Men wearing morning coats. Debretts

“Oh, but it is in the office”, proclaims the opposition. Well, even Goldman Sachs does not require a full suit and tie anymore. There may have been a time when the suit was a uniform and a box, but that is no longer the general case, even in the corporate world. There was also a time when the box was the morning coat. Would anyone proclaim it is now? No, anyone who would proclaim morning dress to be about fitting in would surely have some delusion about living in the start of the 20th century. And yet, while many proclaim the death of the suit, one still argues it is the box. It should be clear now that the business suit is "dead", as it is no longer required for the naming reason: business. Quite the opposite, people now clearly think, and the article states as much, that: "a business suit screams loudly in someone’s face, 'I’m better than you!'". It is true, of course, that people send signals by they way they dress, but it is hardly true that all understanding is made the same. It is in this mystical belief that the suit (and similar ideas) is just a box that casualness fuels itself over and over as an ideology. However, it is fueled in practice more generally by a "I don't care" attitude. By which I mean men may trend to casualness with style, but that cannot be further from the truth. The truth is style has not been incorporated into most casual living, because a fantasy has proclaimed that stylish clothing is uncomfortable and you should thus wear what is comfortable, not what is stylish.

Wasteful Reality

In reality, comfort and style are only opposite, only a trade-off, if there is no worry for quality. For example, most people who rant on about how much discomfortable dress shoes can be have little to no experience in trying out different types of foot cushioning. They have likely stumbled upon some cheap cardboard sole structure and proclaimed that all shoes are like that with their limited information. No EVA soles, and specially no cork soles have been tried on their dress shoes. And it should come without saying that the lower quality choice is also environmentally wasteful. But if there is worry for quality, comfort and eco-friendliness are almost never an issue. Curiously, the clothing participation in the average budget has increased as more "affordable" clothing has entered the frame. Why is that? For something of lower quality to perform for the same time as a high quality equivalent, it needs to be bought more than once, while the other only once.

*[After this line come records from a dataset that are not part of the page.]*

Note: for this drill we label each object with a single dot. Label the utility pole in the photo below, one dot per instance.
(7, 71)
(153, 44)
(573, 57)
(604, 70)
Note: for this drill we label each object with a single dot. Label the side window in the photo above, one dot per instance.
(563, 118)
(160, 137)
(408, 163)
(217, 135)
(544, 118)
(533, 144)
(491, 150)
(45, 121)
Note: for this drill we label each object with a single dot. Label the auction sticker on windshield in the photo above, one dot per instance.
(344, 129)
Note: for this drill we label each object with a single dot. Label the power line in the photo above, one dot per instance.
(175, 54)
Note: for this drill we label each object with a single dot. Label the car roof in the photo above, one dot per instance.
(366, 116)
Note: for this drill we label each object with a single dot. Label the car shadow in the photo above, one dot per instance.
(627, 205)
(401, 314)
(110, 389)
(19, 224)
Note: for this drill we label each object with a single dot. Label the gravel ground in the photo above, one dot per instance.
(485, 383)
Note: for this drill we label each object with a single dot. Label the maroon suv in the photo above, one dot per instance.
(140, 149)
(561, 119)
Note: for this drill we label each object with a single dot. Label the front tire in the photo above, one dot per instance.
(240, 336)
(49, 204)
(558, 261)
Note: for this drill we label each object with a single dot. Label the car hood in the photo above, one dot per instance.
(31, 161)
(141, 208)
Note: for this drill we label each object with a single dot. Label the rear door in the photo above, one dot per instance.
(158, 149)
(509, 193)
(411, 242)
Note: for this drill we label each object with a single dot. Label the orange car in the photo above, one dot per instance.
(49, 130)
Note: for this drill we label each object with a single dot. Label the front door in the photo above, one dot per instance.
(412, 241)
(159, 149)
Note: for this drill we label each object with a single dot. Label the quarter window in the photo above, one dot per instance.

Image: Ellen MacArthur Foundation

In this model, we might observe also the difference between the fabrics used. The fast cycling and wasteful industry has chosen to use plenty of artificial fibres, and they do not decompose easily, being even worse for the environment once discarded than the already longer wearing natural fibres. But it is not all about the world, it is also about principle. Why would you want to buy something that you are only going to wear once or so? Do you find your taste so detestable that you need to change it every so often? Well, I suppose that may be Wilde's logic about fashion — and do take note of the difference between style and fashion:

Fashion is a form of ugliness so intolerable that we have to alter it every six months.

Continuing on the distinction of style, I must quote a certain YouTube ad: "if you are not a nudist, style is for you". It is thus that being careless enough to increase waste, have poor quality and look bad is just a plain bloody triple negative. On the other hand, creating your personal style, selecting a foundational wardrobe of quality and durability is not only good for your looks, but also for your wallet and the environment — a triple positive. So, by all means, stop lying to yourself.

A Self-Sustaining Hypocrisy

Underlying the ideology of casualness is actually just carelesness. But one cannot be careless if everyone else is not, so in order not to care, you must first make caring seem pointless. And this is by no means a directed thing, it is merely another fashion trope, that has gained strength as the focus has fled the halls of power to the general industry. However, said trend has already become mainstream, a simple walk on quite literally any street will demonstrate that. On the other hand, the ideological discourse about limited trappings presented by certain garments has not vanished. But at this point they are taking water from an empty pond. Unless you work at a Viennese opera, a palace or something quite specific, the business suit (and other items) is very much dead and buried. And so, it is puzzling to see people proclaim how innovative they are by doing something that everyone else is also doing. What is clear here is that the sense of reality has been shed. The core ideology of casualness, having lost its object of protest, has just carried on, self-reassuring, in an odd manner. This is by no means an evil phenomenon — though wasteful —, but a curious way of observing how people register [or not exactly] reality. Anyway, it should be noted that the business suit is dead, but the suit itself is not.

If people are wearing casual clothing in a lazy manner, suddenly the opposite has become true. The odd ball, as mr. Robert Armstrong puts it in an article for the Financial Times, is not the guy with the joggers, the Nike Air Forces or the repetitive checks shirt. The odd ball is the guy that knows how to properly shine his shoes, the different patterns, and ties, and jackets, and leathers and much more. To most, as he states,

shoe polish and ties and all the rest of the junk I long for is emblematic of a hierarchical, uncomfortable and pretentious form of masculinity that is on its way out.

Strange, really. Taking the theme of masculinity on, one should note that the historical origin of the suit is very unmanly by what most rule-spouters would call masculine today. And not only of the suit. The specific history of the suit is revealing. There was the already mentioned morning coat, but there was the frock coat too and others before it. Things were considered at the time to be very mute, for as Beau Brummel put it: "to be truly elegant one should not be noticed". Yes, this was a major tone down from the Ancien Régime world, ruled by the French le monde, but somehow we have managed to tone down the toned down through an entire century. And so there are now two types of utterly opposite people on this issue:

  1. The people who go with the "bring back manly men", that suffer from presentism, having no idea what lies beyond their narrow, really bigoted, conception of how style works through history and, thus, on humanity itself.
  2. The people that rant about an already dead way of mandatory dressing, and proclaim they are being restrained by the world, while having created the very real, very casual and toned down reality that generates the restrictive notion from the first group of people.
@pinsent_tailoring via Instagram.

And so, given all of this, let us return to the specific of the suit. If the suit is no more the for-all uniform, it has become nothing short of a way of self-expression. That is why when thinking of the dead suit one thinks of largely baggy fitting, a truly timed frame: the timed frame of the power suit. It is likely that you think of some lawyer or politician when criticising the suit. However, it is also likely that you find the characters from Suits stylish. Why? Because the éthos is not the same. The first is the uniform of the powerless and constricted, indeed — though also largely dead. But the latter is a sign that the thing works. That is why as we continue the march towards the casual age, we also have a sartorialist enclave that can be found all over the world and web. From mr. Jacomet's Sartorial Talks, the Gentleman's Gazette and other information sources to brands like Gaziano & Girling and Tailor Store; quality is very much alive. And so it is that we can wait and see how things go as, thanks to the environmental limitations, this is no longer just a matter of personal taste.